New York
Italian Cultural Institute in New York
Interdisciplinary artist Margherita Raso has literally changed the atmosphere for “Vizio di Forma,” an exhibition-cum-installation (on view through November 25, 2022) that marks her U.S. institutional debut. Inside a small room occupied by three new bodies of sculptural work, the temperature has been lowered to a consistently cool degree. Such a subtle, meaningful gesture is typical of Raso, who is delicately powerful in her plays with material, form, and space. “Vizio di Forma,” whose title (“Inherent Vice,” in translation) comes from a conservation term describing the tendency of materials to self-destruct, coalesces such gestures into a comprehensive meditation on time, decay, and display.
Each work contends with the gaze—seeing, being seen, and preserving so that future generations can see. Auto Body (2022), an ethereal sculpture in dark, silvery aluminum, rests directly on the floor. Meant to be viewed in the round, this fantastical figure, with its contrapposto pose, hints at Italian art history but dispenses with custom by eschewing the pedestal and bringing viewers down to its level. Headless and androgynous, the figure’s most defining feature consists of three neat, precise braids that flow down the wrinkled surface of its back. This detail gives Auto Body a certain contemporary humanity; otherwise, it might be a metallic replica of an antiquarian ruin. As we follow the braids around the figure’s back, the sculpture confronts us with a hollow front. Has the work been eroded by time, or will it be completed in the future? Will the braids one day fray? Vision denied, we are left to fill the void by projecting what we want to see.
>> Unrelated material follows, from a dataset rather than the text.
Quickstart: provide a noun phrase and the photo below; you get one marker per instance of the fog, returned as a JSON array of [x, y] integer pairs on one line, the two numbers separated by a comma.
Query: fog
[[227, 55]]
Two floor-mounted textiles, Pour une seule nuit (plus d’etoiles) and Untitled (both 2022), flank Auto Body. Both have an oversized feeling, as if they were details magnified for better viewing. Like Auto Body, these works condense time: each one was made on a Jacquard loom, a machine introduced in the 18th century to create elaborate patterns like damask and the first such machine to adopt computer technology in the 20th century. Tessellated with woven shapes that could be suns or stars, Pour une seule nuit (plus d’etoiles) was inspired by a damask that Raso found while researching the textile collection at the Fondazione Antonio Ratti in Como, Italy. Wanting to share her discovery, she created a temporary work in which she placed the cloth in a glass vitrine for 24 hours (the maximum time that conservators would allow its exposure to sunlight). With Pour une seule nuit (plus d’etoiles), Raso replicates the same sun-star shape in a repeated pattern, expanding the fragment into a larger-than-life screen supported by a black steel armature. The presentation seems to underscore how cultural objects—like the Jacquard damask—are protected by their means of display, but Raso also coyly undermines such conventions by allowing Pour une seule nuit (plus d’etoiles) and Untitled to be seen from behind as well as from the front.
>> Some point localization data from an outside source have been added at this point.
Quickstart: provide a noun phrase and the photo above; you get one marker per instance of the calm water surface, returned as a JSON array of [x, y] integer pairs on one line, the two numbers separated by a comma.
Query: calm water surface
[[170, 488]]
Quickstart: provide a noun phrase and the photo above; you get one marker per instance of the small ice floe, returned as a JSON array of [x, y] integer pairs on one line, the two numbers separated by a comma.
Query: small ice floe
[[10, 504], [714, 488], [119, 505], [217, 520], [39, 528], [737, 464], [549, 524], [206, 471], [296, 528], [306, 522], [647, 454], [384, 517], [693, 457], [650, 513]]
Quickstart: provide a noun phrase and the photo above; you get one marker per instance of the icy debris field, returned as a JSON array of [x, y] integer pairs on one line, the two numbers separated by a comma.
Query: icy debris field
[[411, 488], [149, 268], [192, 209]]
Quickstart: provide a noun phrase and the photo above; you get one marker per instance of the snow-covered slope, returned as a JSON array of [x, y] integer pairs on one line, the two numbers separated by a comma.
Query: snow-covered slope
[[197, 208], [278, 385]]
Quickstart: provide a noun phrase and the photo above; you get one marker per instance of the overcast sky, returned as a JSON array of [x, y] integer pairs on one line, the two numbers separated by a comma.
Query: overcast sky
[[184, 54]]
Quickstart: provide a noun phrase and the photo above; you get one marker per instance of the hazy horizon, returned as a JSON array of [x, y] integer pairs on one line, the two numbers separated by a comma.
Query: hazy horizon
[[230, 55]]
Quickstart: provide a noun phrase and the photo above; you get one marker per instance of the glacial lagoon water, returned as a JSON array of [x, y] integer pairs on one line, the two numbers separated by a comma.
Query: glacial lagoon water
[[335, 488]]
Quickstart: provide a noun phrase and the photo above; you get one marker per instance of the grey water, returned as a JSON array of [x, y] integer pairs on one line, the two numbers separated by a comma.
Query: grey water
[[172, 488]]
The invitation to go behind is strongest in Untitled, the most enigmatic and lucid work in “Vizio di Forma.” A chiaroscuro composition of white and gray, the textile has the scale and drama of a history painting, though nothing is clear or settled. Rows of white threads billow from the back, while hands, feet, and other limbs surface on the front. Untitled seems to be caught mid-decay, with one side frayed to formlessness and the other still just legible. Like Auto Body, Untitled suggests figurative specificity before receding into abstraction. It’s tempting to view Untitled from a perpendicular perspective, trying to see both sides at once, but a full sight line is refused.
The relationship between refusal and offering, containment and display, is best articulated in Hoarders (2020–22). Thirty ceramic urns sit on a metal museum-storage shelf, each one closed in some fashion (with cork, ribbon, or stoneware). Unlike the other works in “Vizio di Forma,” the urns are whole, and we are prevented from seeing what’s inside. Clustered in groups on the shelf, they pull us in to appreciate their minute details. We hear and feel the cooler air as we contemplate each vessel—a haptic reminder of the invisible conditions that shape our perception.